Depuis quand as-tu perçu l’utilité d’internet pour la musique ?

Depuis 1995, le jour où je suis allé chez la mère d’un de mes amis, elle avait pour son travail un ordinateur avec une grosse boite à côté, d’où sortaient pleins de fils connectés au téléphone, et je savais que c’était cela dont on avait besoin pour aller sur internet. J’ai allumé l’ordinateur et j’ai vu le logo Netscape, et c’est là que tout a commencé ! J’ai tapé Mobb Deep sur le clavier et j’ai vu un de ses clips, de la taille d’un timbre poste. Là je me suis dit, il se passe quelque chose, je peux voir Mobb Deep à la demande !

J’ai du attendre deux ans, vers fin 97, pour avoir mon premier abonnement, en 56k. Mais à l’époque c’était pas facile, il n’y avait que très peu de sites internet et ils étaient en anglais.

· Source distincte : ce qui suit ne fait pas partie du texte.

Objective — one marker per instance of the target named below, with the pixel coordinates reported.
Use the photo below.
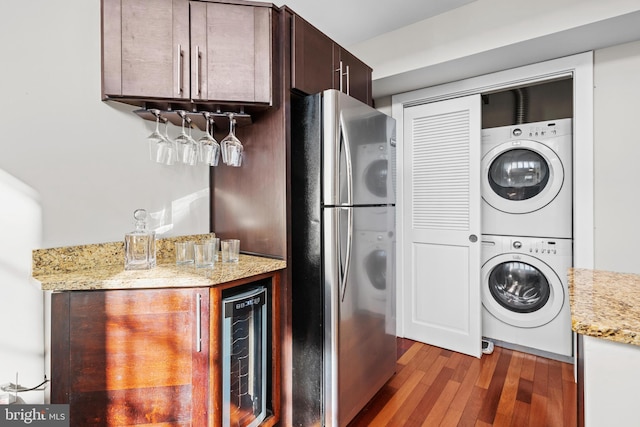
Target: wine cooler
(244, 364)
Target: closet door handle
(199, 323)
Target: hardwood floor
(437, 387)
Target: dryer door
(521, 290)
(521, 176)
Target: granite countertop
(605, 304)
(101, 266)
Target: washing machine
(527, 180)
(525, 300)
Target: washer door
(521, 290)
(521, 176)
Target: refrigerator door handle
(344, 140)
(347, 258)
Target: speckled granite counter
(605, 305)
(101, 266)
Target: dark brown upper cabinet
(353, 76)
(319, 63)
(177, 50)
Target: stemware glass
(172, 150)
(186, 152)
(155, 137)
(209, 149)
(193, 146)
(231, 146)
(160, 146)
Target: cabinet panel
(145, 48)
(312, 60)
(356, 79)
(181, 50)
(133, 356)
(318, 64)
(231, 52)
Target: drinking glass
(231, 146)
(203, 254)
(209, 149)
(184, 252)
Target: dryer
(525, 298)
(527, 180)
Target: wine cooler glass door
(244, 345)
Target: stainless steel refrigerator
(342, 257)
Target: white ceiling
(351, 21)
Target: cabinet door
(133, 356)
(145, 48)
(352, 76)
(230, 52)
(312, 60)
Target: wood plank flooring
(437, 387)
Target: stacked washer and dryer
(527, 244)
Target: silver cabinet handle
(180, 73)
(199, 323)
(348, 81)
(339, 71)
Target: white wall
(492, 35)
(72, 167)
(617, 150)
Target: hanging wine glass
(185, 147)
(172, 149)
(155, 137)
(170, 146)
(160, 147)
(193, 146)
(231, 146)
(209, 149)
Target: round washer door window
(519, 287)
(521, 176)
(525, 292)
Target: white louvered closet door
(442, 202)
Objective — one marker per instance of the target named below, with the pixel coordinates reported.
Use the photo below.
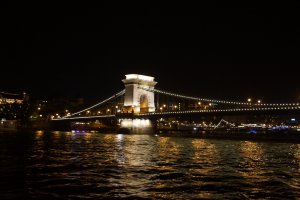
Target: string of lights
(218, 101)
(98, 104)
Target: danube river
(66, 165)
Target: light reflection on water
(61, 165)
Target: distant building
(12, 106)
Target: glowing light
(140, 77)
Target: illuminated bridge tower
(136, 99)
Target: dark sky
(218, 51)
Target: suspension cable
(100, 103)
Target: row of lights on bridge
(259, 102)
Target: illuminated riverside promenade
(141, 100)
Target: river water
(66, 165)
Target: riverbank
(287, 136)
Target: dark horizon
(214, 52)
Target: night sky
(217, 51)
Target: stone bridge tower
(139, 100)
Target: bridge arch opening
(139, 96)
(144, 104)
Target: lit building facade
(138, 98)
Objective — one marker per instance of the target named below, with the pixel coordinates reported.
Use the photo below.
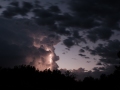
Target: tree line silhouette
(28, 77)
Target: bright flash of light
(50, 58)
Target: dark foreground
(27, 77)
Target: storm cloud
(24, 42)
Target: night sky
(77, 35)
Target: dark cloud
(82, 50)
(68, 42)
(99, 33)
(108, 53)
(54, 9)
(26, 43)
(15, 9)
(99, 63)
(82, 55)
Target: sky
(77, 35)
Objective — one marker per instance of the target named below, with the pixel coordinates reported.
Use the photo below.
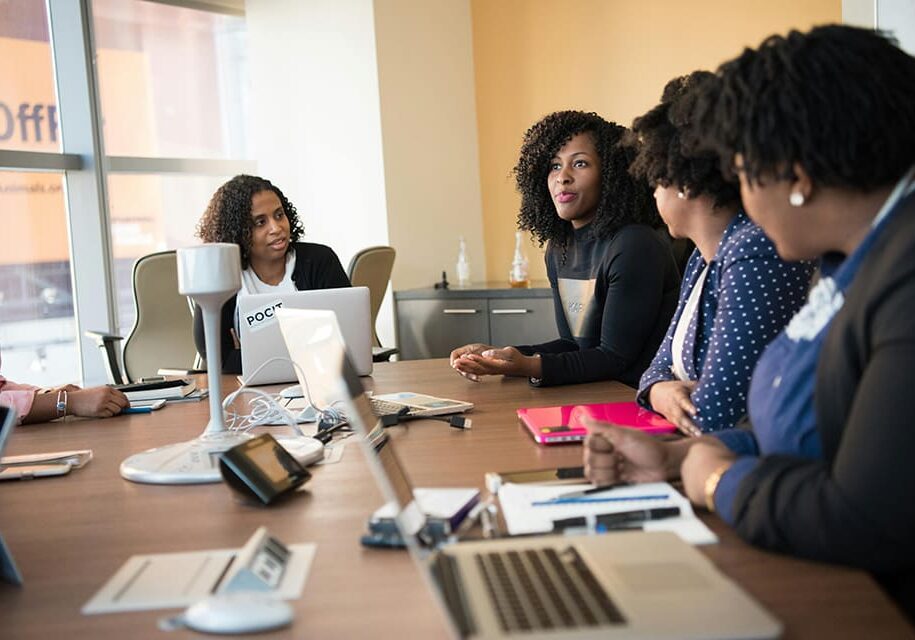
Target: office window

Quand as-tu commencé à te servir d’internet pour propager ta musique, quand as-tu créé ton premier site internet ?

L’idée m’est venue assez vite, dès l’arrivée de Napster en 99. Le seul problème était qu’il n’y avait pas encore de demande, il a fallu que j’attende que les gens commencent à arriver vraiment sur internet. J’ai réellement créé mon premier site en 2001, pour le lancement de mon deuxième album, L’Amour est mort. Ce site était un terrain de jeu, représentant une salle de casino, avec déjà des pages et des fonctionnalités cachées, un forum, une vraie expérience autour de l’album. Il avait été réalisé par Soleil Noir.

Au delà de ton utilisation précoce d’internet, peut on dire que tu es un geek ?

Complètement. Mais c’est un mot qui a été galvaudé. Il ne suffit pas d’aimer l’iPhone pour en être un, c’est l’impression que donne ce mot aujourd’hui. Un geek pour moi, c’est quelqu’un qui est toujours au fait des dernières évolutions de l’informatique, qui est un passionné, toujours connecté, quelqu’un qui est informatisé.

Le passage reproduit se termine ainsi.